Zachód słońca nad Achensee (Piotr Deska / DH Climbing)

Achensee położone jest pomiędzy dwoma pasami górskimi. Od wschodu graniczy z masywem Rofan, a od zachodu z Karwendel. Aby dotrzeć nad jezioro, należy opuścić autostradę A12 biegnącą doliną Innu w miejscowości Wiesing i skierować się północ, na Eben, a zaraz potem na Maurach, miejscowość położoną nad południowym brzegiem jeziora. Dla lepszej orientacji można dodać, że na tym samym węźle zjeżdża się również na Zillertal, który położony jest po drugiej stronie doliny Innu (na południu).

Achensee to akwen o powierzchni 719 ha (930 m n.p.m., długość 9 km, szerokość 1 km, głębokość 133 m), który jest największym zbiornikiem wodnym w Tyrolu, bywa też nazywany „Morzem Tyrolskim”. W jakimś stopniu można doszukiwać się krajobrazowych analogii ze znanym większości jeziorem Garda, ale szybko przekonacie się, że Achensee żyje swoim  życiem i oferuje unikalny klimat.

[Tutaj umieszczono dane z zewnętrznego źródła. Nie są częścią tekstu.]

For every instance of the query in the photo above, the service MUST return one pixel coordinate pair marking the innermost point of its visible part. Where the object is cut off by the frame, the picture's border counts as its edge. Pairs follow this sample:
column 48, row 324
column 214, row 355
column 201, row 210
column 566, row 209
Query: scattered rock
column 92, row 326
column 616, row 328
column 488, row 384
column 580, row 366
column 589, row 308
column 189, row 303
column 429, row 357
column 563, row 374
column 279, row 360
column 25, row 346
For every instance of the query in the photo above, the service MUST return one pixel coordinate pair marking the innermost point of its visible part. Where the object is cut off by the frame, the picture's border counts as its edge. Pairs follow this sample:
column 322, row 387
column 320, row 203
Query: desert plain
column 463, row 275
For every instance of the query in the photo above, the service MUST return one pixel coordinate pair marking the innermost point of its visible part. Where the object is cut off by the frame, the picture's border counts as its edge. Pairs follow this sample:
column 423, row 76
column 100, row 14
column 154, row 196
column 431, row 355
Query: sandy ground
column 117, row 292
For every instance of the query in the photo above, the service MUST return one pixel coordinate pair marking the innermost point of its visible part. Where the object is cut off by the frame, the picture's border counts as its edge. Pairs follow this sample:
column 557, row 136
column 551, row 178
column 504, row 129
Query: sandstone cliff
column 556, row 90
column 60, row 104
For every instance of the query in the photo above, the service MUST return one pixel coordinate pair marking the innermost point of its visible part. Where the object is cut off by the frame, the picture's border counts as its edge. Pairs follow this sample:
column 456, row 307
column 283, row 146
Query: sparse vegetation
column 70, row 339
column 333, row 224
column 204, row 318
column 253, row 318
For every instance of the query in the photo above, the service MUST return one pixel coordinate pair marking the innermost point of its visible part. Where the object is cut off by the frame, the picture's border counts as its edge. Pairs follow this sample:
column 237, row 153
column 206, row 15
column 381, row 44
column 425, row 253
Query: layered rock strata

Widok ze szczytu Rofanspitze (fot. Achensee Tourismus)

Nad samym jeziorem znajdziecie plaże i wypożyczalnie sprzętów wodnych. Nie brakuje również statków wycieczkowych i promenad. Ale trzeba również dodać, że nie cała linia brzegowa Achensee jest zagospodarowana – duża część zachodniego brzegu schodzi dość stromo do wody. Akwen świetnie nadaje się do uprawiania wszelkich sportów wodnych – od pływania, poprzez kitesurfing i windsurfing, po żeglarstwo.

Widok z masywu Rofan na Achensee (fot. Achensee Tourismus)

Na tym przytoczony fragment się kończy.